WASHINGTON — Top Republicans denounced a veteran House GOP member's use of a racial slur to describe migrant farm workers, saying such language is not helpful as the party tries to improve its standing with Hispanics.
Republican National Committee Chairman Reince Priebus, House Speaker John Boehner and Senate Minority Whip John Cornyn all decried Rep. Don Young, who used the term "wetbacks" in a radio interview earlier this week. The Alaska congressman, in office since 1973, said late Thursday he "meant no disrespect" and explained the term was commonly used when he was growing up on a farm in central California.
Congressman Young's remarks were offensive and beneath the dignity of the office he holds," Boehner, R-Ohio, said in a statement. "I don't care why he said it — there's no excuse and it warrants an immediate apology."

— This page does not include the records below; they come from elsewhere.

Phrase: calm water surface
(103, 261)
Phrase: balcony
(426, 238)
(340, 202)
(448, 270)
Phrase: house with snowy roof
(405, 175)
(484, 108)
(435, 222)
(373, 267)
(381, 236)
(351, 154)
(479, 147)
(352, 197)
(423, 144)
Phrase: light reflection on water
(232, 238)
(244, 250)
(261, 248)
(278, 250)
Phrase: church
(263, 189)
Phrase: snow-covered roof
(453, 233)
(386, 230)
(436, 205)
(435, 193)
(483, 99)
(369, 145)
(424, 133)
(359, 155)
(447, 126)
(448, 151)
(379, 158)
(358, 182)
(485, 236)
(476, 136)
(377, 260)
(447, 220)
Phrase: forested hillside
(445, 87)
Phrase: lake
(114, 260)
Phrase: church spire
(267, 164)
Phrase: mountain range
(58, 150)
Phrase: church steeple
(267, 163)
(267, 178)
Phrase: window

Young's timing could not be worse. A bipartisan group of senators and House members plan to unveil bills in April that would dramatically revamp the nation's immigration laws and include a pathway to citizenship for the 11 million illegal immigrants already in the United States.
Meanwhile, the Republican National Committee is spending $10 million starting this year on outreach efforts to minorities, women and gay voters as the party seeks to become more inclusive and welcoming. The new outreach is the result of the GOP's scathing post-election "autopsy" report, which noted that much work needs to be done to attract Hispanics. In the last election, President Obama won 71% of the Hispanic vote.
Priebus, the national GOP chairman, said Young's words "emphatically do not represent the beliefs of the Republican Party."
"As I have continued to say, everyone in this country deserves to be treated with dignity and respect," he said. "Our party represents freedom and opportunity for every American and a beacon of hope to those seeking liberty throughout the world."
Cornyn, R-Texas, noted that migrant workers come to America looking for ways to improve their lives and those of their families.
"They do not come to this country to hear ethnic slurs and derogatory language from elected officials," Cornyn said. "The comments used by Rep. Young do nothing to elevate our party, political discourse or the millions who come here looking for economic opportunity."
Members of Congress drafting immigration legislation are also considering the number of work visas that are granted to immigrants in several areas of the economy, including high-tech workers, agricultural workers and lower-skilled fields. Many of those visas would end up going to people from Mexico, Central and South America.
Rep. Ruben Hinojosa, D-Texas, chairman of the Congressional Hispanic Caucus, said an immigration overhaul will only be possible through bipartisanship. He noted that Young, who has served beside many Hispanics in his decades in Congress, "should know terms like 'wetback' have never been acceptable."
"Now, more than ever, we must resolve the many issues of our broken immigration system," Hinojosa said. "But as we move forward, it's important that our Republican colleagues are mindful of how words have consequences. When elected officials use racial slurs, it sets back our nation and sets back legislators who are seriously working toward real, bipartisan solutions."